By modeling the average mollusk's mobile habitat, we are learning how shells stand up to extraordinary pressures at the bottom of the sea. The goal is to learn what drove these tough exoskeletons to evolve as they did and to see how their mechanical principles may be adapted for use in human-scale structures like vehicles and even buildings. In a teamwork spanning three departments and two institutions led by Professor Chattopadhyay and his colleagues at the Indian Institute of Science and of Professor Ajayan of Rice University, created computer simulations and printed 3-D variants of two types of shells to run stress tests alongside real shells that Dr. Tiwary collected from beaches in India.
They discovered that the structures that evolved over eons are not only generally effective at protecting their inhabitants, but also manage to redirect stress to locations where the soft creatures are least likely to be. These results appeared in a new online journal published by the American Association for the Advancement of Science, Science Advances.

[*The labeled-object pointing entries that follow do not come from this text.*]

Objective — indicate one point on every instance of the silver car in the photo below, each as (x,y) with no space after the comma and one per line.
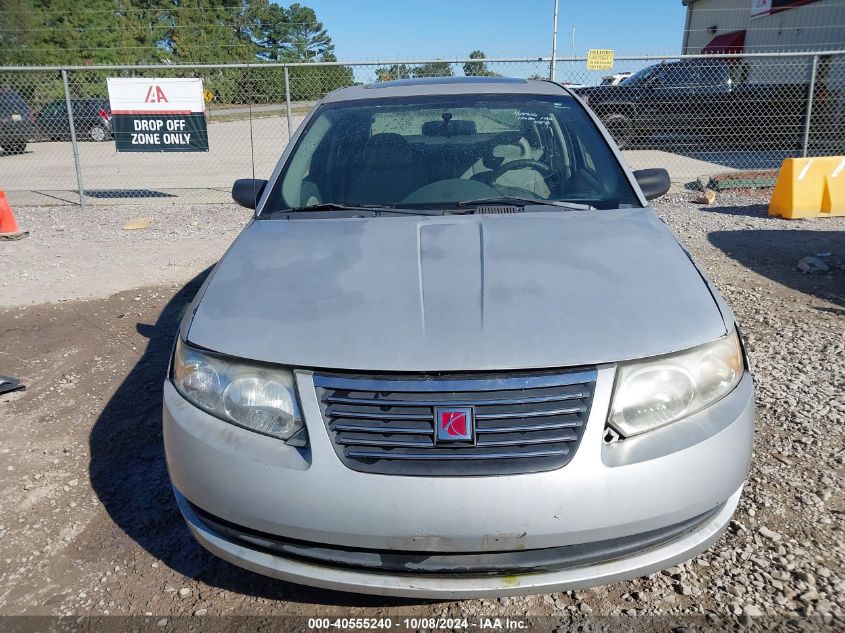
(454,354)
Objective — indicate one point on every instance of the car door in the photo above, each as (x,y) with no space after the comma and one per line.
(675,97)
(53,123)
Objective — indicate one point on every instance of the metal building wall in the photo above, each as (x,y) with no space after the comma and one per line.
(817,25)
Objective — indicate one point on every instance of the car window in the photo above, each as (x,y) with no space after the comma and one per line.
(679,77)
(430,151)
(12,103)
(57,107)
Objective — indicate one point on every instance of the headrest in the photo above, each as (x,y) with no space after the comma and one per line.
(453,127)
(387,150)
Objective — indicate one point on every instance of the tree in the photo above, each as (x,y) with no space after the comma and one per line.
(478,69)
(433,69)
(292,35)
(395,71)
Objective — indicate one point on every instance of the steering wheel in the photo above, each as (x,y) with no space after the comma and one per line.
(519,163)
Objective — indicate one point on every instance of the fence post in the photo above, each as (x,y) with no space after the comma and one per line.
(73,141)
(287,101)
(810,95)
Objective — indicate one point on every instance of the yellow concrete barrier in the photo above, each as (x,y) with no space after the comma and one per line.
(810,188)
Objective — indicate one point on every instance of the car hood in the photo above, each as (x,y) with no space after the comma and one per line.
(451,293)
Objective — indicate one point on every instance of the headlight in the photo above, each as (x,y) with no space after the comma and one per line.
(253,396)
(651,393)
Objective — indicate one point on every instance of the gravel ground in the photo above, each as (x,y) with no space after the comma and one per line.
(87,521)
(76,254)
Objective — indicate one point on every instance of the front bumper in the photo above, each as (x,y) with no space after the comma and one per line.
(693,468)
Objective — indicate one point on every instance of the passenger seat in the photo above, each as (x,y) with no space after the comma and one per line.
(387,171)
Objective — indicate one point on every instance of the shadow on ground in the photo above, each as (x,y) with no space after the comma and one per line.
(775,255)
(129,475)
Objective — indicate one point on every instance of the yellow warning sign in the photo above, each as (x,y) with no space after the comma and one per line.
(600,59)
(810,188)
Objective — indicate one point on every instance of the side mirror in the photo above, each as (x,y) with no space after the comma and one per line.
(247,191)
(653,182)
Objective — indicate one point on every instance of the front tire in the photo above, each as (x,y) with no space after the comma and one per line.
(621,128)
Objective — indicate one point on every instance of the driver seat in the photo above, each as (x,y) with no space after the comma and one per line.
(387,171)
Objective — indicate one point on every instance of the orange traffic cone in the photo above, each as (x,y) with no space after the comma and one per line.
(8,225)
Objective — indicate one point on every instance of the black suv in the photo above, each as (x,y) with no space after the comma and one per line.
(16,122)
(91,118)
(713,97)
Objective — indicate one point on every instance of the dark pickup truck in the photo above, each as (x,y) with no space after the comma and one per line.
(710,97)
(16,122)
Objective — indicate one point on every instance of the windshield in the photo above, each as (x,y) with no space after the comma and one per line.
(439,152)
(641,75)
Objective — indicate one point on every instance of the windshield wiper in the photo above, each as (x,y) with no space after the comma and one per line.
(524,202)
(377,209)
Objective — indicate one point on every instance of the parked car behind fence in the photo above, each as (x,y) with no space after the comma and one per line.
(16,122)
(91,118)
(712,97)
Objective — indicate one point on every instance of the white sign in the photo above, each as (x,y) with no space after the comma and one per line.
(137,95)
(759,8)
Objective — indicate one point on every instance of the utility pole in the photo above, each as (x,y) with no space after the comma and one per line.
(554,47)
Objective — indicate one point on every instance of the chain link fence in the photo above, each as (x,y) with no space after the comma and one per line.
(693,115)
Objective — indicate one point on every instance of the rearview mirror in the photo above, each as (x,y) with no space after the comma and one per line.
(247,191)
(653,182)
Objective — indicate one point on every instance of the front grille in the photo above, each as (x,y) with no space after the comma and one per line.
(524,422)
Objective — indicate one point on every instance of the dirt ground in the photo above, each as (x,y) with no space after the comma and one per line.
(88,525)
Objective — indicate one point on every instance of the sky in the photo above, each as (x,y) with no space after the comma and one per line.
(384,29)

The team took their research in a different direction to discover how seashells remain stable and redirect stress to minimize damage when failure is imminent. Using tools of finite element analysis and actual testing, they examined two types of mollusk:Bivalves with two separate exoskeleton components joined at a hinge (as in clamshells) and terebridae that conceal themselves in screw-shaped shells. In the case of clamshells, the semicircular shape and curved ribs force stress to the hinge, while the screws direct the load toward the centre and then the wide top.They found such evolutionary optimization allows fractures to appear only where they're least likely to hurt the animal inside. "Nature keeps on making things that look beautiful, but we don't really pay attention to why the shapes are what they are," said Chandrasekhar Tiwary, who along with Sharan started the work with Prof. Chattopadhyay, while Professor D.Roy Mahapatra at Aerospace Engineering provided the crucial inputs for finite element analysis.

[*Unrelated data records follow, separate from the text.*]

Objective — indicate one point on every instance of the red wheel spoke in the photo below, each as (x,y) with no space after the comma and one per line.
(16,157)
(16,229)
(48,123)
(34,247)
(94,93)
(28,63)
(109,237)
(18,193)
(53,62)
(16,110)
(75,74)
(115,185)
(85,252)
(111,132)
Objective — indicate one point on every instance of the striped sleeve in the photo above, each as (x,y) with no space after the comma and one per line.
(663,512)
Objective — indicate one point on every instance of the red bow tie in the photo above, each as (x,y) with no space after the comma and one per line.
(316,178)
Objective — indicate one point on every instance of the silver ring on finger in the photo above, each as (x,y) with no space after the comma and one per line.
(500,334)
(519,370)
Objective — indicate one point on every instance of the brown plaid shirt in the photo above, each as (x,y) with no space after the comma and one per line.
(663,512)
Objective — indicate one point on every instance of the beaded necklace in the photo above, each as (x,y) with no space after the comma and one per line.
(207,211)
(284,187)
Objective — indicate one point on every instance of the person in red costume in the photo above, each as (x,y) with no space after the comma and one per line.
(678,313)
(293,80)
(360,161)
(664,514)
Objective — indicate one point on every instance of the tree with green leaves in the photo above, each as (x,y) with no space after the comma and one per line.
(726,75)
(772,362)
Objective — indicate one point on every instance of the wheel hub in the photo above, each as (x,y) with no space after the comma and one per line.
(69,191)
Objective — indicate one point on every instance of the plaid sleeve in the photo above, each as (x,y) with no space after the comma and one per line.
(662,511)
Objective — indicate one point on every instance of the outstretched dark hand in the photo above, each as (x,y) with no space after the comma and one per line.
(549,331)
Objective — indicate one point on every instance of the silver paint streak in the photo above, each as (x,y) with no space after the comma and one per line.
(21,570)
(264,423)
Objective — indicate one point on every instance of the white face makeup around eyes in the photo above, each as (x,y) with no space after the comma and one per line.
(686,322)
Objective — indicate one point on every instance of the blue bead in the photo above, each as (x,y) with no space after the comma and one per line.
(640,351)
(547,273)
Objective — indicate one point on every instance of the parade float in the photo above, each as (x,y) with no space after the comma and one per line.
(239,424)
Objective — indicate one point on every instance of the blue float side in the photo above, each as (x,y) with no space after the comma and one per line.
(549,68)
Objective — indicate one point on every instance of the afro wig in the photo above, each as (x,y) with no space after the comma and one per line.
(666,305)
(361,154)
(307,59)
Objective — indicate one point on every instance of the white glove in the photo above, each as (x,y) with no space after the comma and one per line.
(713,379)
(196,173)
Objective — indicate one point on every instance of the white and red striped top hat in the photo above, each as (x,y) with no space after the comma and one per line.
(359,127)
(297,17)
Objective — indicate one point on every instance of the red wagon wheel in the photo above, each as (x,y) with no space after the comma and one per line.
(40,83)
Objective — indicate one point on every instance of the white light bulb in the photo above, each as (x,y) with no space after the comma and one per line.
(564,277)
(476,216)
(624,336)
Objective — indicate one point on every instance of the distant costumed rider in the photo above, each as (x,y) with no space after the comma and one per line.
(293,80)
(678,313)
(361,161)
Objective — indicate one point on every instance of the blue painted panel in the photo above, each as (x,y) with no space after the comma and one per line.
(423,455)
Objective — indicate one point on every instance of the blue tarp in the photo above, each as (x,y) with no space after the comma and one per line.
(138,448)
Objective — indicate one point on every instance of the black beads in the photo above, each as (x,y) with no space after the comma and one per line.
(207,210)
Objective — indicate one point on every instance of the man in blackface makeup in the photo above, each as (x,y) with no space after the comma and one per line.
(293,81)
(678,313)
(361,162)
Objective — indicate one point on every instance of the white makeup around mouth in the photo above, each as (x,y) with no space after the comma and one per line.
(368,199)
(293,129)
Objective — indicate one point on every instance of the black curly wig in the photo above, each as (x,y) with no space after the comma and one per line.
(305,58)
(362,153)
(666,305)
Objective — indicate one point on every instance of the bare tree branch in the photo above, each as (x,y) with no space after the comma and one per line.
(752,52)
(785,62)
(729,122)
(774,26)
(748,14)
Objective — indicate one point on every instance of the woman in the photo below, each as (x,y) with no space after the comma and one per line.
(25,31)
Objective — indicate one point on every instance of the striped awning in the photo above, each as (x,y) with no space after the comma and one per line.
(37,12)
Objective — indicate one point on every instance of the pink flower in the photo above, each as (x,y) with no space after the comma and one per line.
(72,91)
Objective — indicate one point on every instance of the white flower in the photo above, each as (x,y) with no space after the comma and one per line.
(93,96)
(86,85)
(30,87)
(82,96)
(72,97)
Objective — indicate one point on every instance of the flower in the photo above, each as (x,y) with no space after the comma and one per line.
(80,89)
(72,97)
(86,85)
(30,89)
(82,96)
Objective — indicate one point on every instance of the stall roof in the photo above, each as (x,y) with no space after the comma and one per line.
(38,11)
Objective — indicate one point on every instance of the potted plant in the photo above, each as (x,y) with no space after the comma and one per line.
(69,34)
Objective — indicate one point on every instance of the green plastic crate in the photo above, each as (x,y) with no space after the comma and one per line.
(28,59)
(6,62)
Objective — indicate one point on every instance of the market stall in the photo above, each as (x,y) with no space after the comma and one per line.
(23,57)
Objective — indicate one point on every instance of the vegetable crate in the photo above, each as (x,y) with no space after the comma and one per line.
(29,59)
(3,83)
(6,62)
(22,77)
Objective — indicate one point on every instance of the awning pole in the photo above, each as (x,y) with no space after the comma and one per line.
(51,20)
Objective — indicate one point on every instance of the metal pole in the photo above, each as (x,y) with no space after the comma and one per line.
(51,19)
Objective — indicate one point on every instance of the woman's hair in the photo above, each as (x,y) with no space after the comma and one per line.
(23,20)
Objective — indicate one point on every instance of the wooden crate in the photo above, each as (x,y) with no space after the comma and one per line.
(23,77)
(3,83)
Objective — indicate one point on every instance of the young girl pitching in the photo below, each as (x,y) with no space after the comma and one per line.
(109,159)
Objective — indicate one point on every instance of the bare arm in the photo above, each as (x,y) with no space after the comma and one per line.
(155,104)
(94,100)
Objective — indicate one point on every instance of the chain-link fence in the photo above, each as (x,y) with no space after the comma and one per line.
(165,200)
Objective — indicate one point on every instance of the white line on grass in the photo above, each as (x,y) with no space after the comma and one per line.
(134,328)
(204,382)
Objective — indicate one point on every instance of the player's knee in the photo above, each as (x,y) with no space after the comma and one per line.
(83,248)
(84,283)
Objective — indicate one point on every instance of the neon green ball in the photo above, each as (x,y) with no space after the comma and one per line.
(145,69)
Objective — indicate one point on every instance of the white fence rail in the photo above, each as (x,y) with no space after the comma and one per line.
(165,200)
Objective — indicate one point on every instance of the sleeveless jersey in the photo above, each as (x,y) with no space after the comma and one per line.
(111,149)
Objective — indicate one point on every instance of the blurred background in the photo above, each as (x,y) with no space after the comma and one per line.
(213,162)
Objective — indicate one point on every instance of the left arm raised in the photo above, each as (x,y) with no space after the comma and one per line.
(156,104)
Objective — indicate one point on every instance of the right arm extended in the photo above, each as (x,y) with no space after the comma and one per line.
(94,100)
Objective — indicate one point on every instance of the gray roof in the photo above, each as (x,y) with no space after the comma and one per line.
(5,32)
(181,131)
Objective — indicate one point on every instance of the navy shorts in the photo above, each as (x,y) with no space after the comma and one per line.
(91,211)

"There are plenty of shapes that are even more complicated, and they may be even better than this for new structures," said Tiwary, the first author of the paper.
Other co-authors are undergraduate Sharan Kishore and graduate students Suman Sarkar. Professor Ajayan is chair of Rice's Department of Materials Science and NanoEngineering, the Benjamin M. and Mary Greenwood Anderson Professor in Engineering and a professor of chemistry.